Semanario Guía
Zamora, Michoacán, México    22 de Octubre de 2020
11 de Octubre de 2020
Desde La Tribuna Ciudadana
LA CONSULTA POPULAR APROBADA POR LA SUPREMA CORTE DE JUSTICIA
Soy partidario de la democracia participativa y de sus principales mecanismos de participación ciudadana como el Referéndum, la Revocación de Mandato, el Plebiscito, la Consulta Popular, entre otros de sus mecanismos, porque comparto la idea de que la democracia no termina en el día de las elecciones y que la democracia participativa enriquece y complementa a la democracia representativa.
  
   Sin embargo, hay que decir que, estas figuras de la democracia participativa como la Consulta Popular, deben tener reglas claras en las que se señalen los casos de excepción; es decir, aquellos temas que no se pueden abordar y entre esos casos, podemos mencionar por ejemplo, la aplicación de los impuestos, ya que, si esto fuera posible, muy pocas personas estarían de acuerdo en favor de votar por pagar impuestos.
  
   En efecto, la Ley Federal de Consulta Popular vigente, en su artículo 11, establece con precisión que los ciudadanos podrán ejercer su derecho a la consulta popular sobre temas de trascendencia nacional y señala cuáles son los temas restringidos; “ Los derechos humanos consagrados en la Constitución Política, los principios consagrados en el artículo 40 ( Son los relacionados con la definición de República, Federal, Representativa, Democrática, Laica e integrada por Estados libres y soberanos ), la materia electoral, los ingresos y los egresos del Estado, la Seguridad Nacional y lo relativo a las fuerzas armadas.”
  
   Así las cosas, los ciudadanos mexicanos tenemos derecho a la justicia y a la aplicación de la ley en aquellos casos en los que existe la comisión de delitos y estos derechos están consagrados por la Constitución Política, por lo que, su aplicación o su cumplimiento no deben subordinarse a la opinión de una mayoría.

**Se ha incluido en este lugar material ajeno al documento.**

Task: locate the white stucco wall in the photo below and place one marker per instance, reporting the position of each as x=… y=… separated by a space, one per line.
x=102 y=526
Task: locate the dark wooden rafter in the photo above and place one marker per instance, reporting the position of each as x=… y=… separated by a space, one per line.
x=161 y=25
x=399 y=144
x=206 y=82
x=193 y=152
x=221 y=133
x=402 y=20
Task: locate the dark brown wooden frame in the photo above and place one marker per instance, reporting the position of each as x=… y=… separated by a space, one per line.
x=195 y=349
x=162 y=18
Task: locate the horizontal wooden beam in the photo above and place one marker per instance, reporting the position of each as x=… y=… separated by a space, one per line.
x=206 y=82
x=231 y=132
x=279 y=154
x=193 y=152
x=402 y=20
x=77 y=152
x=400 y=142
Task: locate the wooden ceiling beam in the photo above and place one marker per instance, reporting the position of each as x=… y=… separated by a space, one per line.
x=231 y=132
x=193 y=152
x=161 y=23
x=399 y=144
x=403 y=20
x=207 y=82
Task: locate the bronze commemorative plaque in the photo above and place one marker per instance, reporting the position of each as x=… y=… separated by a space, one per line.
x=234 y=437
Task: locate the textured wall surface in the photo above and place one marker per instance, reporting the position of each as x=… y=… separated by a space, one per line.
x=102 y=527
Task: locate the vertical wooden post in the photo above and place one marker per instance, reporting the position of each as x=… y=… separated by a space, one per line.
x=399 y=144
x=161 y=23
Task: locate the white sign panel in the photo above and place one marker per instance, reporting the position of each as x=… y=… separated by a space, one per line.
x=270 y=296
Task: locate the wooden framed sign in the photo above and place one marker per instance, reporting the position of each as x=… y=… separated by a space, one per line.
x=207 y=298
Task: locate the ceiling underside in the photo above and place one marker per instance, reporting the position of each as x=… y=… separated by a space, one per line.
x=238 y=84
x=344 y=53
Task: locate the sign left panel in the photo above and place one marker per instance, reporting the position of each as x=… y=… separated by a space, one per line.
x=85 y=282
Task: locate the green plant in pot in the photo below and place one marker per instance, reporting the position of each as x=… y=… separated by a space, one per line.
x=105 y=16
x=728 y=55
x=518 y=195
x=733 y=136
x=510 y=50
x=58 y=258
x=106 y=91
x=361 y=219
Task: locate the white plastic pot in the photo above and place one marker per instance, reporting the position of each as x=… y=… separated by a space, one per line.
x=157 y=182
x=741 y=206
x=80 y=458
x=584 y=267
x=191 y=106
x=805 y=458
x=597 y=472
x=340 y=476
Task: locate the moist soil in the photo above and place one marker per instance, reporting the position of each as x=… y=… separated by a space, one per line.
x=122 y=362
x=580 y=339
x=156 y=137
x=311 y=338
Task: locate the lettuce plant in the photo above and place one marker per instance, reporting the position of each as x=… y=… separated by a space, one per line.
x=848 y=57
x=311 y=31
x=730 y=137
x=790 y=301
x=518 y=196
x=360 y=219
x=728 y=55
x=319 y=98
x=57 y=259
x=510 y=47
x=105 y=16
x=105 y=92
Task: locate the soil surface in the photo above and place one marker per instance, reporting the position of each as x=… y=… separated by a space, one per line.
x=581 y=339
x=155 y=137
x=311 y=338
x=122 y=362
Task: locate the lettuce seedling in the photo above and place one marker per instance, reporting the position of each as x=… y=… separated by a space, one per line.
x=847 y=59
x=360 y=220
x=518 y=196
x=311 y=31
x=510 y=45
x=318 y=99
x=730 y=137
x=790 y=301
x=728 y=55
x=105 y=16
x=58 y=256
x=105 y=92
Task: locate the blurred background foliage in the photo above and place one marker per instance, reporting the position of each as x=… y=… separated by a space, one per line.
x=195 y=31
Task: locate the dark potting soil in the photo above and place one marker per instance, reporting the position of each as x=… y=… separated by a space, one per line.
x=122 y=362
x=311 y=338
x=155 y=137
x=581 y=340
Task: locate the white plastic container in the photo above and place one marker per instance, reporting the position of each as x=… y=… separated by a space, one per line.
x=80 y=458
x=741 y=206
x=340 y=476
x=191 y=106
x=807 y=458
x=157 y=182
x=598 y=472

Los responsables de delitos deben ser investigados y sancionados de acuerdo a las leyes y marcos normativos vigentes, pues de lo contrario, la impunidad quedaría sujeta a decisiones en las urnas.
  
   La aprobación de la Consulta Popular por la Suprema Corte de Justicia, presentada por el Presidente Andrés Manuel López Obrador, con la finalidad de que los ciudadanos mexicanos expresaran su voluntad de enjuiciar o no enjuiciar a los expresidentes de México, ha generado un intenso debate nacional. Aunque fue aprobada la Consulta Popular, la Suprema Corte de Justicia reformuló la pregunta original para quedar en los siguientes términos; “ Estás de acuerdo o no, en que se lleven a cabo las acciones pertinentes, con apego al marco constitucional y legal, para emprender un proceso de esclarecimiento de las decisiones políticas tomadas en los años pasados, por los actores políticos, encaminadas a garantizar la justicia y los derechos de las posibles víctimas?”
  
   En estos términos, la pregunta de la consulta popular resulta ociosa e innecesaria ya que no se requiere preguntar a los ciudadanos si están o no de acuerdo en que las Instituciones encargadas de hacer valer la justicia, de aplicar las leyes e investigar y sancionar en su caso a los responsables, cumplan con su obligación constitucional.
  
   ¿Quién podría expresar que no está de acuerdo en que se aplique la justicia?
  
   ¿Quién podría no estar de acuerdo en apegarse al marco constitucional y legal?
  
   ¿Quién podría oponerse a un proceso de esclarecimiento de decisiones políticas tomadas por los actores políticos en años pasados?
  
   Por cierto, los actores políticos, no son sólo los expresidentes mexicanos, sino todos aquellos que inciden en la toma de decisiones políticas.
  
   Por último, ¿Quién podría oponerse a que no se garantice la justicia y los derechos de las víctimas?
  
  
   Aunado a ello, el costo que representa hacer una pregunta ociosa e innecesaria a la ciudadanía es de aproximadamente $ 8 mil millones de pesos, cantidad que resulta ofensiva para los niños con cáncer que mueren cotidianamente por la falta de medicamentos y una bofetada para la situación de crisis que enfrenta nuestro País en amplios sectores de la población.
  
   La verdad, lo que está detrás de esta consulta es, en primer término, un movimiento político para distraer la atención de los mexicanos de los verdaderos problemas que lejos de resolverse, se han empeorado progresivamente y, en segundo lugar, una maniobra política con fines electorales para mantener las mayorías en las Cámaras y ganar las gubernaturas en las próximas elecciones del 2021.